Los Angeles is frequently an ugly album, coupling as it does unremittingly catchy melodies with lyrics that unflinchingly explore the dark underbelly of the City of Damned Angels. With the exception of their wonderfully speeded-up take on The Doors’ “Soul Kitchen,” on which Cervenka and Doe sing in demented synch, and “The Unheard Music,” a screed about the radio punk blacklist (“Some smooth chords on the car radio/No hard chords on the radio”), Los Angeles is a non-stop sleazefest.

“Johnny Hit and Run Paulene” is a sordid tale, one of the most sordid you’ll ever hear anywhere, about a meth addict and serial rapist and his savaged victims. The song is Chuck Berry on crystal meth, and Doe is unflinching in his depiction of the perp’s victims: “When he was waking up/Beside the bed/He found clumps of hair/The last Paulene wouldn’t cooperate/She wasn’t what you call living really/She was still awake.” If you can show me a more emotionally wrenching set of lyrics, well, I’m not sure I want to see them. Then there’s the “pain of masochism is better than not feeling anything at all” trope of “Sex and Dying in High Society,” a song which could be The Eagles’ “Lying Eyes” (speeded up 1,000 times) until X gets to the part where, “And now you tell the maid/To burn you on your virgin back/With a curling iron/Hotter than hot.””
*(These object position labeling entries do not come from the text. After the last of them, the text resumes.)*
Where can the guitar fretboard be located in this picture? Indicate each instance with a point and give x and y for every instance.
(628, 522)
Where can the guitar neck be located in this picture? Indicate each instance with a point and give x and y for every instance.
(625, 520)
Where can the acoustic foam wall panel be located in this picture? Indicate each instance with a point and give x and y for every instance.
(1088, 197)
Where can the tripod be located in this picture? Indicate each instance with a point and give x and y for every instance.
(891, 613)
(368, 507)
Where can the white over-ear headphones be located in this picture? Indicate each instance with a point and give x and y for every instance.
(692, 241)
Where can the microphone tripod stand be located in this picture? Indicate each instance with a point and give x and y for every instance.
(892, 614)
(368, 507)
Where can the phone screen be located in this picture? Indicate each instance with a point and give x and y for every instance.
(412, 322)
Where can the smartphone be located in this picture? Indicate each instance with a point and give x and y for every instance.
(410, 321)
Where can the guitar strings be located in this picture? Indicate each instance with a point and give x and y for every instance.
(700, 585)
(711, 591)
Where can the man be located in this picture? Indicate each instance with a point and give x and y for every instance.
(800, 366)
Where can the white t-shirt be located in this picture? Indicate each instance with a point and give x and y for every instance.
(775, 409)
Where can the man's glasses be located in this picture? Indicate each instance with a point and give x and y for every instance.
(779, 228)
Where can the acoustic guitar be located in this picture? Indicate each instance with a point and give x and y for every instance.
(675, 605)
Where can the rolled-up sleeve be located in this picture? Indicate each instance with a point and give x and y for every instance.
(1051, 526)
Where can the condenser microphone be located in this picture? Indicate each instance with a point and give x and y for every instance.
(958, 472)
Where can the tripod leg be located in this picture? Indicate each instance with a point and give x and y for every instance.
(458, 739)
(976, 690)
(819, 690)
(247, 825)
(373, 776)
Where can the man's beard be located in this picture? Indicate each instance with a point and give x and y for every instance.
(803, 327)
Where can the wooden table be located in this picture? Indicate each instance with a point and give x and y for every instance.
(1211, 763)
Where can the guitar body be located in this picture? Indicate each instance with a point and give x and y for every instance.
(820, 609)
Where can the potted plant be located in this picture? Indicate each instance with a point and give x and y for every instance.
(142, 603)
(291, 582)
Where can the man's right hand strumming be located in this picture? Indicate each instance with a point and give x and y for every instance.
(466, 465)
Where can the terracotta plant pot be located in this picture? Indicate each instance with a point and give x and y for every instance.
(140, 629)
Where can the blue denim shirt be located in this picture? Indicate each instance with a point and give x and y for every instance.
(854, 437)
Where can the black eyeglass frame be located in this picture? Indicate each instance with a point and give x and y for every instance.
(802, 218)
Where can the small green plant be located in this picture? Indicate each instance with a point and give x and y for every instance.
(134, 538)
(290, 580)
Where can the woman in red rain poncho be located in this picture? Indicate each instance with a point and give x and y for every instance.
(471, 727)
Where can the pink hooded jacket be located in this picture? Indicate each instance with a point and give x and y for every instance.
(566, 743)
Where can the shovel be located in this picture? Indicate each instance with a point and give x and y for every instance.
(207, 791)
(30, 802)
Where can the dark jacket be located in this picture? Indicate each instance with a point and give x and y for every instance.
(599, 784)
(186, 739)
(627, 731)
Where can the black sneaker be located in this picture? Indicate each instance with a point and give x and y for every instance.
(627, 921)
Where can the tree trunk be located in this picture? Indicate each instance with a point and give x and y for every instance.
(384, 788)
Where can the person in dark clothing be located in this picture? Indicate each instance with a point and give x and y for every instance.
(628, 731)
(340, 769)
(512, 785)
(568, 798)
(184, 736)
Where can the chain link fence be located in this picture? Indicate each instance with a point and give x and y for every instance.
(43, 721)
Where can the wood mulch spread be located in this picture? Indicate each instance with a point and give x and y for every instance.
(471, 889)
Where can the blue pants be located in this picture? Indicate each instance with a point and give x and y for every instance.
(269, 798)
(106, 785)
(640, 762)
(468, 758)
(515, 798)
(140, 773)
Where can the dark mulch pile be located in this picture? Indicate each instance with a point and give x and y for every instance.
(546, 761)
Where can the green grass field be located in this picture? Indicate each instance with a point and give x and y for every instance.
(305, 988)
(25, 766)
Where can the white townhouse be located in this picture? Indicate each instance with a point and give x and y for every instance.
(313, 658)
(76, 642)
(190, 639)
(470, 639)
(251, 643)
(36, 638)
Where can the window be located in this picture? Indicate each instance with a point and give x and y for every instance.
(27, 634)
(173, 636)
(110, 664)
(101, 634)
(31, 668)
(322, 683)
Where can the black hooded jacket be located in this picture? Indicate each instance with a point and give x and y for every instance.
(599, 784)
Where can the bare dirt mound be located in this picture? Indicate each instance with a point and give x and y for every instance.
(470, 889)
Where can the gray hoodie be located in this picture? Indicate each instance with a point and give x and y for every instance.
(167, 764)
“Your Phone’s Off the Hook, but You’re Not” has it all—a catchy lyric, frenetic momentum, and lots of rage. Cervenka is a force of nature, Zoom’s guitar zooms, and Doe knows just when to jump in on vocals. “The World’s a Mess, It’s in My Kiss” keeps the frenetic pace but doesn’t have that snarling edge of existential horror; what it does have is Manzarek on organ, who is great, and who does what no punk rocker is supposed to ever do, namely play a long, very cool solo. Manzarek also throws in on the slow and pounding “Nausea,” which I’ve never fallen in love with. Cervenka barks out the lyrics in a staccato rhythm, Zoom plays power chords, and Manzarek is in stellar form, just as he is on “The Unheard Music,” a haunting slow blues about being “locked out of the public eye,” a theme which X would explore more poignantly on 1983’s “I Must Not Think Bad Thoughts.” Meanwhile Zoom’s guitar snarls, and Cervenka and Doe sing most of it in a hush that belies their rage.

The title track is a rip-roaring song with lyrics about a jaded woman who “had to get out” of Los Angeles. “It felt sad,” sing Cervenka and Doe, over and over, while Zoom plays and plays. As for “Sugarlight,” it’s a totally hyped-up tune about junkies. Zoom plays a cranked-up solo, Doe and Cervenka are at their dueting best, and the lyrics are haunting; “Sugarlight, sugarlight/I can’t believe/Swallowing one bulb after another/In the city of electric light.” If that’s not surrealistic enough for you, there’s this: “We sharpen up our teeth/White Sugar he speaks French/Memorizing torsos/He’s open throated.”

X followed Los Angeles with three more brilliant albums, a run that very few bands can lay claim to. As for Los Angeles, it’s a dark and sordid masterpiece about a town ruled by amorality and wanton depravity, but its makers, unlike their compatriot Darby Crash, refused to succumb to the dead ends their music so magically evokes. No, they were survivors, desperate but telling us to get used to it. It took everybody else a long time to catch up to X, but in the meantime they took all the bruises the world that refused to hear them had to offer, and sang, as Dylan Thomas wrote, in their “chains like the sea.”